Hybrid Design Strategy
JPMorgan Chase
Introducing a groundbreaking approach to digital service design, enabling rapid development for the native app, all while enhancing user experiences.
Role
Design Lead for Strategy, UX, UI

The situation
Problems made public
Upon the release of the inaugural J.D. Power Banking App Satisfaction report, it became evident that Chase, despite having the world's top-rated banking app, still had essential feature gaps. Notably, the inability to change one's email address stood out.

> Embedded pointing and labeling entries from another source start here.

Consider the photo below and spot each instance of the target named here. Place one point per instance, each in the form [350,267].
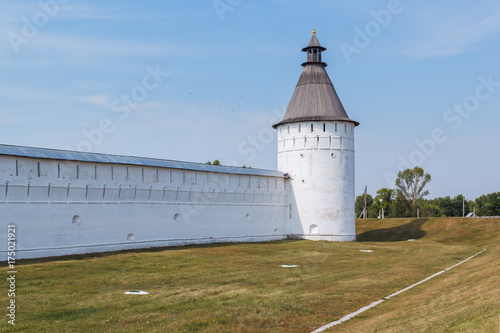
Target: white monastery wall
[71,207]
[319,158]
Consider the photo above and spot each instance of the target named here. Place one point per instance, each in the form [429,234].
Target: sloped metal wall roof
[66,155]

In response to this revelation, the leadership team swiftly engaged with the mobile team to determine the timeline for achieving feature parity. These gaps posed a growing risk of eroding the trust and business of Chase's most valued customers.
Bandwidth limitations
It became evident that the Chase Mobile® app team, although highly capable, was operating at full capacity and had become a persistent bottleneck for any additional requests outside the existing roadmap within Chase's app ecosystem.
Solutions with staying power
As a lead on the team, my mission had two core objectives:
To unblock teams and business lines, enabling them to swiftly launch these essential capabilities.

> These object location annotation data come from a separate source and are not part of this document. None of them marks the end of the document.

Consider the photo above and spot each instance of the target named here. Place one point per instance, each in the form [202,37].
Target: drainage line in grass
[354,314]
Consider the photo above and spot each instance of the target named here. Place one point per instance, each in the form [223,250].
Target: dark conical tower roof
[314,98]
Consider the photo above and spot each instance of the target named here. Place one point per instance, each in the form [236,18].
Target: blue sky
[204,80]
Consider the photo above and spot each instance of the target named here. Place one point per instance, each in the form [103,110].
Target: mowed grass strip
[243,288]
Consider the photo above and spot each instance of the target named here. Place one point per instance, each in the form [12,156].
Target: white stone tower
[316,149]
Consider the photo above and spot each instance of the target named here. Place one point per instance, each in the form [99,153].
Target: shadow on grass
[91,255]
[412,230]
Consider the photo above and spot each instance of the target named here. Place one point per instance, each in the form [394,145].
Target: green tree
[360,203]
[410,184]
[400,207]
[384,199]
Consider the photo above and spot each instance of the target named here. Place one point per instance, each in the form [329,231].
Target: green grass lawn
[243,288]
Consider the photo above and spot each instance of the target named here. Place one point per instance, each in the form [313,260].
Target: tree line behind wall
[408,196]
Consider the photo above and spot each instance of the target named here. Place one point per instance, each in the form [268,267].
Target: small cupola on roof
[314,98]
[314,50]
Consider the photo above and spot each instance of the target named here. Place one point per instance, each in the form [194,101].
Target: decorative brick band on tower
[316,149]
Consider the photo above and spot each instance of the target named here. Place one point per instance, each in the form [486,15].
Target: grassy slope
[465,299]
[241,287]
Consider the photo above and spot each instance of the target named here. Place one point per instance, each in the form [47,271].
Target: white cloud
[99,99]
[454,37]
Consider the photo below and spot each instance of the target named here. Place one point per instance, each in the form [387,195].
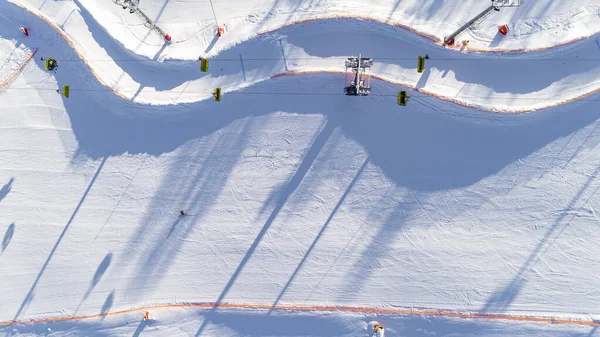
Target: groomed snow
[293,194]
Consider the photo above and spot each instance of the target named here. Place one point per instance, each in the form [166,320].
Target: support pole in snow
[133,8]
[220,30]
[450,38]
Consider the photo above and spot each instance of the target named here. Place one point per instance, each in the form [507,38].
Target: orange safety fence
[320,308]
[448,99]
[18,70]
[423,34]
[71,43]
[445,98]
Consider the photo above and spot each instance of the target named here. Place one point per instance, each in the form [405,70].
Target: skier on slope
[379,330]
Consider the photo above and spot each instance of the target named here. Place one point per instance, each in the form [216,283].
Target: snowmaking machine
[359,84]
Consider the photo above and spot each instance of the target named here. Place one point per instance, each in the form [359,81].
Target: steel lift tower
[361,84]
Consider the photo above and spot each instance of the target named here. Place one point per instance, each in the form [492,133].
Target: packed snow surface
[293,193]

To establish a system that would permanently alleviate the bottleneck, all while upholding the exceptional user experience our customers had come to cherish and anticipate.
How might we...
Challenges
Navigation
Framed Chase online experiences presented potential challenges. Specifically, web pages had a unique method of going back or closing out, known as the modal header. Framing this modal header would lead to redundancy with the native header. If a customer tapped the back arrow on the web modal header, they would navigate to web experiences instead of the native ones.
In simpler terms, customers could access the entire chase.com from within their native app.
Visual
Mobile web and native experiences employed similar but slightly distinct design languages, which posed a risk of customers recognizing that they were viewing a webpage within their native app. Mobile web pages also featured higher information density and complexity compared to native pages.


Experience framework
New feature playbook
Alignment of design patterns
To ensure a seamless integration of web pages into the Chase Mobile® app, it was imperative to harmonize the pattern differences between the two systems. Achieving pattern parity was essential to make web pages indistinguishable from native ones.
Audit and update
To bridge the gap, a comprehensive audit of both design systems was conducted. This audit identified the elements in each system that required updates to facilitate effective hybrid solutions. The key areas we identified for alignment were:
Typography
Typography for mobile web experiences needed to adhere to Chase Mobile app patterns.
Input fields
Input fields in mobile web experiences were aligned with the Chase Mobile app patterns.
Color palette
Ensuring visual consistency and compliance, all buttons within the Chase Mobile app conformed to Chase Online patterns.


I created guideline documentation on Confluence to allow for easy access by all of Chase's digital product teams and stakeholders.